# Disney Haunted Mansion & Halloween Screams Music



## Halloweiner (Oct 2, 2003)

If he has it on a YouTube video(s) just record it off from there yourself with Goldwave or something.


----------



## Trey Drysdale (Feb 6, 2010)

That was what I was thinking only I've done it before and I've noticed that during the process the audio looses quality and it doesn't sound as good. I am looking for a high quality version but thanks for the answer anyways.


----------



## Mr._Skellington (Jan 10, 2010)

I only have the soundtrack for The Haunted Mansion Holiday...
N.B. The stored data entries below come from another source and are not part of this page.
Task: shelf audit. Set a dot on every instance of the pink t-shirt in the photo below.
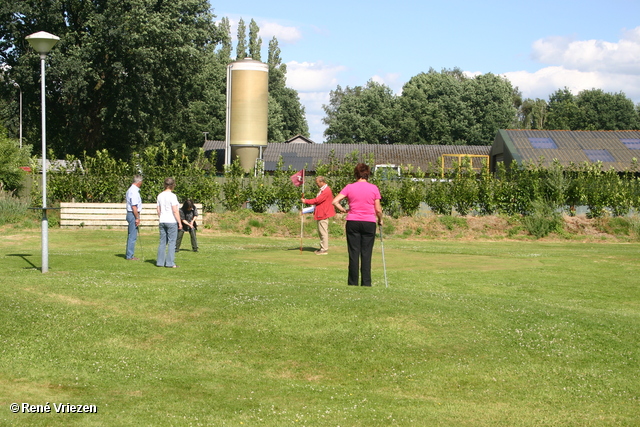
(361, 196)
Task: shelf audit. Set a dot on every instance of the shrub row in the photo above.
(522, 189)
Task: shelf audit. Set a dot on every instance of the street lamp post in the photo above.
(20, 89)
(43, 42)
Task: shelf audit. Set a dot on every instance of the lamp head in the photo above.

If you want that I'd be happy to send you the file.


----------



## Trey Drysdale (Feb 6, 2010)

Mr._Skellington, yes please I would love that! Thank You!


----------



## Mr._Skellington (Jan 10, 2010)

Alright, do you want the ride-through? Or the Scarols? Or Both?


----------



## Dminor (Jul 21, 2006)

I have all of the HM audio files, individual parts, instruments, voice cues, etc. PM me with your email and I'll post them to sendspace or something.


----------



## Trey Drysdale (Feb 6, 2010)

Mr._Skellington - could I have both please, that would be great!


----------



## Mr._Skellington (Jan 10, 2010)

Alright. Let me just get it set up...

EDIT: Just sent you a PM


----------



## Disneyguy115 (Sep 9, 2009)

Hey, here is the Halloween Screams Soundtrack  Enjoy

http://dl.dropbox.com/u/4103943/Halloween Screams.mp3


----------



## Trey Drysdale (Feb 6, 2010)

Wow! Disneyguy115 you have made my day! I cannot thank you enough for this soundtrack - perfect quality, just what I needed!


----------



## raylene.tavis (Oct 6, 2010)

Do you still have this available? I would love to get a copy 




Mr._Skellington said:


> Alright. Let me just get it set up...
> 
> EDIT: Just sent you a PM


----------



## DJ John (Sep 24, 2010)

raylene.tavis said:


> Do you still have this available? I would love to get a copy


Yeah, this would be great.

I'd be even more curious about the HM audio files, individual parts, instruments, voice cues, etc.


----------



## raylene.tavis (Oct 6, 2010)

*Copy...*

Any chance I could get a copy of this??



Trey Drysdale said:


> Wow! Disneyguy115 you have made my day! I cannot thank you enough for this soundtrack - perfect quality, just what I needed!


----------



## Bumbury (Sep 11, 2010)

I hope it's not to late but i would like a copy if at all possible... thanks ahead of time...


----------



## sissyb (Aug 23, 2009)

*'Halloween Screams' Firework Show*

Does anyone else have a copy to share of the soundtrack for Halloween Screams Firework Show? The kids love it so much.... Thanks


----------



## danf1973 (Jul 31, 2010)

My friend there are ways around that send me the link to the Youtube page =)
[email protected]




Trey Drysdale said:


> Hello,
> 
> I'm looking for the official soundtrack to download from Disney's Haunted Mansion and also their newest spooky edition, 'Halloween Screams' Firework Show.
> 
> ...


----------



## blackdogrdc (Sep 20, 2010)

Can I get a link to these as well the HM audio files, individual parts, instruments, voice cues, etc. I've lost my copy to a computer crash and a I can't find the disc I burned my extra copy to. I'm really looking for the main organ theme through out the Haunted Mansion ride I ALWAYS use that for my haunts.


----------



## SkellingtonGhost (Jun 30, 2010)

Doe's anyone have the Oogie Boogie and Jack parts of the Halloween screams? and Oogie's audio in the haunted mansion holiday?


----------



## DarkManDustin (Jun 30, 2011)

Diminor, do u have the ride through for HM? I'd like that.


----------